Я видел, что его оскорбляло мое поведение. И это меня радовало к тому, что я ни за что не отпустил бы его.
— Да что ты? Куда? Посиди.
— Я не могу говорить с тобой … Ты … все время какого-то дурака со мной строить …
Ага! Оттут-то вияснився ты, мой мальчик, мой маленький, веснушчатый мальчик, которого я возил в коляске, которому сказки в лесу рассказывал, которому волчка выстругивал. Но чего вру я себе? Что радовало меня на самом деле? То, что он чувствовал себя мальчиком, меньче меня.

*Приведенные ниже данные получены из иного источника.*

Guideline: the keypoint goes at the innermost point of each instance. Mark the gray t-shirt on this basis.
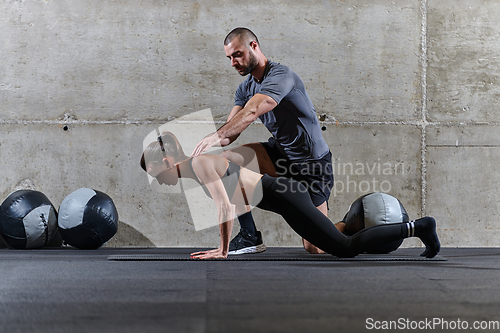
(293, 122)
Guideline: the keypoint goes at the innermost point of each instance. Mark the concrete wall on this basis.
(407, 90)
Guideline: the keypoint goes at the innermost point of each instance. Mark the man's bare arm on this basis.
(255, 107)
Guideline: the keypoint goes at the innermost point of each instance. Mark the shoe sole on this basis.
(250, 249)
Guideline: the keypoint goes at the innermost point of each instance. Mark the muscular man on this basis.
(276, 95)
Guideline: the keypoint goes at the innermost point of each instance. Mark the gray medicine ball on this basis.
(87, 219)
(28, 220)
(375, 209)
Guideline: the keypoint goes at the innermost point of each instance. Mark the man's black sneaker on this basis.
(244, 242)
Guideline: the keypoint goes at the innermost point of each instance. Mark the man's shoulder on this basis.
(276, 67)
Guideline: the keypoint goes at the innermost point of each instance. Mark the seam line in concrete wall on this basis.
(423, 78)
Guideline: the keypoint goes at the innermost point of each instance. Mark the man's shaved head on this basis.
(243, 34)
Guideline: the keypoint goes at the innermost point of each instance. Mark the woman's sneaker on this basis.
(244, 242)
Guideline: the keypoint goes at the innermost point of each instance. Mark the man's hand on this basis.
(211, 254)
(208, 142)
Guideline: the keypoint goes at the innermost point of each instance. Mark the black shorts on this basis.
(315, 175)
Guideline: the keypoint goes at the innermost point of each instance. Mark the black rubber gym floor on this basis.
(69, 290)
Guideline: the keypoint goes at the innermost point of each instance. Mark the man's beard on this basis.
(251, 65)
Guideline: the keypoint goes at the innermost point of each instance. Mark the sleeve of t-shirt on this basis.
(278, 84)
(240, 97)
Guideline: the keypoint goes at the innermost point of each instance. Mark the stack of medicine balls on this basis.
(87, 219)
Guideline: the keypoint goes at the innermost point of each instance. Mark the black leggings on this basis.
(291, 200)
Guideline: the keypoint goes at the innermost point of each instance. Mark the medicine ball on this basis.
(375, 209)
(87, 219)
(28, 220)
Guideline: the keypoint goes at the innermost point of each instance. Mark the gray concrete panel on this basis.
(462, 184)
(463, 75)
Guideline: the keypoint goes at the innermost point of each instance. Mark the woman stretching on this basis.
(229, 184)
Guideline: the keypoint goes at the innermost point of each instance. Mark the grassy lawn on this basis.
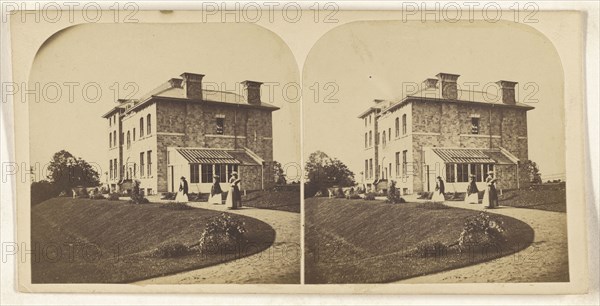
(551, 197)
(358, 241)
(279, 200)
(101, 241)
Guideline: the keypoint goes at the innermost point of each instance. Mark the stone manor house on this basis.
(181, 129)
(441, 130)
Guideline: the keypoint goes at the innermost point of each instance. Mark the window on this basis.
(462, 173)
(142, 164)
(220, 126)
(404, 162)
(450, 173)
(397, 164)
(149, 158)
(149, 124)
(141, 127)
(207, 173)
(474, 125)
(194, 173)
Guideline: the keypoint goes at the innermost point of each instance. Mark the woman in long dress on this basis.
(182, 195)
(490, 197)
(234, 198)
(438, 194)
(472, 192)
(215, 192)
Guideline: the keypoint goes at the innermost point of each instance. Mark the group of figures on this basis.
(490, 196)
(234, 197)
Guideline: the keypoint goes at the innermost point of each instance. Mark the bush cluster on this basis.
(222, 233)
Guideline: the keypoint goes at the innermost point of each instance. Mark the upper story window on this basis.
(474, 125)
(220, 125)
(149, 125)
(141, 127)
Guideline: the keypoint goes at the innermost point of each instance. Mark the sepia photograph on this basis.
(443, 167)
(168, 168)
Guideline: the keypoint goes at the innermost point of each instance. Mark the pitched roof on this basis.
(216, 156)
(474, 156)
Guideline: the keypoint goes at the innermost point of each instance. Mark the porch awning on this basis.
(474, 156)
(216, 156)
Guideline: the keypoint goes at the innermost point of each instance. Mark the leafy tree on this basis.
(66, 171)
(279, 174)
(534, 172)
(323, 172)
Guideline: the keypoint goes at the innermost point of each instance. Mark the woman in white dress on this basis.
(472, 192)
(215, 192)
(234, 198)
(438, 194)
(182, 195)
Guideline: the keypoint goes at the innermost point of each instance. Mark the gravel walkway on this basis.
(279, 264)
(545, 260)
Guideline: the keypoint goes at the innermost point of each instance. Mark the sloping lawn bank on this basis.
(550, 197)
(101, 241)
(358, 241)
(279, 200)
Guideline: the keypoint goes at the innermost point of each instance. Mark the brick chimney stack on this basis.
(448, 86)
(507, 91)
(251, 90)
(192, 85)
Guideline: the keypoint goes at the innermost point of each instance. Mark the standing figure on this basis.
(490, 197)
(234, 198)
(182, 195)
(472, 192)
(215, 192)
(438, 195)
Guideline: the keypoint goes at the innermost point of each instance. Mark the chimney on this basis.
(507, 91)
(448, 87)
(192, 85)
(251, 91)
(429, 84)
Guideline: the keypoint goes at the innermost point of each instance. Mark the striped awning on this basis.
(472, 156)
(212, 156)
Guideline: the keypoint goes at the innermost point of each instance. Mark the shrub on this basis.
(176, 206)
(172, 250)
(97, 196)
(222, 233)
(431, 249)
(136, 195)
(393, 195)
(482, 230)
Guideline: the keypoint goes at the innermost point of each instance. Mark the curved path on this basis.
(280, 263)
(545, 260)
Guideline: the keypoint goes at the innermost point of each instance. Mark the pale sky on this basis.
(370, 60)
(149, 55)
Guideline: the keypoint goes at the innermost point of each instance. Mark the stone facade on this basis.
(181, 116)
(438, 118)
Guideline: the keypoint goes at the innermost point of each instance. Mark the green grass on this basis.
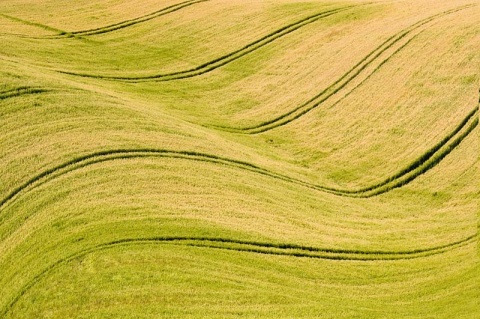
(305, 159)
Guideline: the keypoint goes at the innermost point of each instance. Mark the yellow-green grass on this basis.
(147, 199)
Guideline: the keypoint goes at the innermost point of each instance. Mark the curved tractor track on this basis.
(290, 250)
(130, 22)
(419, 166)
(61, 34)
(24, 90)
(221, 61)
(365, 69)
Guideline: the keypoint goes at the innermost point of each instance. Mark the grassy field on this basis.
(233, 158)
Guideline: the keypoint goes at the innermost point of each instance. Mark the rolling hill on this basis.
(233, 158)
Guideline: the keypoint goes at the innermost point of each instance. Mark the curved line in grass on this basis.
(24, 90)
(131, 22)
(421, 165)
(290, 250)
(343, 81)
(223, 60)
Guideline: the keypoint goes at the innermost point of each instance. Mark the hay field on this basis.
(239, 158)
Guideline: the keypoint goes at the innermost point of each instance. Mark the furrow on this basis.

А раз это радовало, значит, по сути я чувствовал себя так перед ним «я»!
— Я? Дурака строю? В жизни своей серйознище НЕ говорил! Даю слово! Вполне важно с тобой говорю. Может, у меня манера такая? Так ты не обращай внимания, я одучився говорит с людьми. Я два года молчал. Молчал, понимаешь? Не может так, когда-когда с кем-то поговоришь час-два. Нет, ни с кем неделями ни одного слова. А там две-три минуты с каким встречным мужиком в лесу. И все. Ты, разумеется, знаешь, что я два года молчал? Не то чтобы молчал, а … должен бы молчать.
— Знаю, — твердо сказал Вот и так же твердо посмотрел мне в лицо своими впалыми, своими строгими, милыми глазами.